The HOTL in the Eastern Cape expressed the view that traditional leaders were not aware of the new water management policies and strategies developed in the late 1990s, or the requirement to establish new water management institutions such as CMAs and WUAs. It is worth noting that to date, only 1 fully functional CMA has been established, the Inkomati CMA (established in 2004). Therefore, the reason why most traditional leaders in the Eastern Cape are not aware of this process could be that the process of establishing these CMAs and WUAs is still in its infancy in many areas in the Eastern Cape.

The role of traditional leaders in WUAs

DWAF, with the assistance of the DoA, has largely been responsible for driving the process of establishing the WUAs in the Eastern Cape. Information gleaned from interviews and workshops found that traditional leaders participated in the public participation processes to inform the community about the requirement to set up a WUA for both eDikeni and Masikhanye, but they did not play any major part in the WUA establishment process thereafter. The management and institutional functioning of the WUAs is regulated by the constitution of the WUA and Section 92 of the Water Act which do not explicitly recognise a role for traditional leaders. Each WUA has a different constitution which may identify varying responsibilities for the traditional leaders depending on their influence within the local community. Discussions with members of the Masikhanye WUA indicated that the traditional leaders did not have any influential part to play in the establishment or operation of the WUA. However, in eDikeni, traditional leaders were consulted during the setting up of the WUA – especially with regard to access to land for the farmers. As part of the WUA constitutional requirement, the traditional leaders had representatives serving on the WUAs. However, the representatives of the traditional leaders do not have voting powers in the WUA committees which means that they have no influence in the decision-;making process.

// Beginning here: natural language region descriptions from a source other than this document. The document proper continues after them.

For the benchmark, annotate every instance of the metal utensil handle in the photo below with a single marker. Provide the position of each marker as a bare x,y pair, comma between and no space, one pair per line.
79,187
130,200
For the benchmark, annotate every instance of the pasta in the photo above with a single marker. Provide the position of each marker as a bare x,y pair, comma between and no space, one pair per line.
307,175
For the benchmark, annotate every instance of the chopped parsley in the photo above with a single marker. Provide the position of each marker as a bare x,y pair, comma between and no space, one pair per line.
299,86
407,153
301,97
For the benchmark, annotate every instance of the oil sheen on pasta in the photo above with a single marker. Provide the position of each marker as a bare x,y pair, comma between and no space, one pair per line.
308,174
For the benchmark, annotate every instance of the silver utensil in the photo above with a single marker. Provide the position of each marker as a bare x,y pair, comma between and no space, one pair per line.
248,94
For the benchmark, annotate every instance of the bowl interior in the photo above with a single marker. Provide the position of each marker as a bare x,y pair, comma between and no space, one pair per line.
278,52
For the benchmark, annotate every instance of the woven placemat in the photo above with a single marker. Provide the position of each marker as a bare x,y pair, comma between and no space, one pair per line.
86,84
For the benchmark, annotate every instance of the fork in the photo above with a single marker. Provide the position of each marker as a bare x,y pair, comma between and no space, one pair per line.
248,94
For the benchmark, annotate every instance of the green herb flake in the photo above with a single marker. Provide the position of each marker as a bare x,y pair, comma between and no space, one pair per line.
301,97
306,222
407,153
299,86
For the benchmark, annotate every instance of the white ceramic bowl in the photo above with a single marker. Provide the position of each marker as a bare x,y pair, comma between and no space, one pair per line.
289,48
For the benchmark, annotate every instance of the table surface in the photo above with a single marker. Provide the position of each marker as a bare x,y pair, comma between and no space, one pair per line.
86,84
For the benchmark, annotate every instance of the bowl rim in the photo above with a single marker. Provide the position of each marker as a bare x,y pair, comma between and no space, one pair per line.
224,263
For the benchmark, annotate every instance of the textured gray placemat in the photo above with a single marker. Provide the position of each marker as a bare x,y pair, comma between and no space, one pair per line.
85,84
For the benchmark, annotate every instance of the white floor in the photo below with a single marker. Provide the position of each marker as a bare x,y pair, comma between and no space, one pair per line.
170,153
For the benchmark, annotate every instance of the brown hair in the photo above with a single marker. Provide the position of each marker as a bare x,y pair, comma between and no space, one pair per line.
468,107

Discussions held with resource users and other stakeholders in the case study sites, revealed that the communication between the traditional leaders and the communities generally appears to be strong. The Burnshill headman in the Masikhanye WUA reported that they still conduct imbizos (community meetings) in association with the South African National Civic Organisation (SANCO). The imbizos are an important forum for information dissemination about general issues affecting the community. Thus, the traditional leaders are aware of the community needs in terms of water resources and they have the ability to convey the concerns and needs of the people to relevant structures. Several resource users stated that the roles and responsibilities of the traditional leaders need to be reinforced in the WUA committees so that their role as community advocates is strengthened so as to ensure that water management strategies meet community needs. However, in order for traditional leaders to fulfil this role they will need to be involved early in the process, including in the design of water management strategies and institutions so as to avoid contradictions between the structure and values of the state governance system and the traditional governance system. A further issue raised in this regard was the need for traditional leaders to be informed about the general principles and approaches underpinning the new water management regime, so that their input can be from an informed position.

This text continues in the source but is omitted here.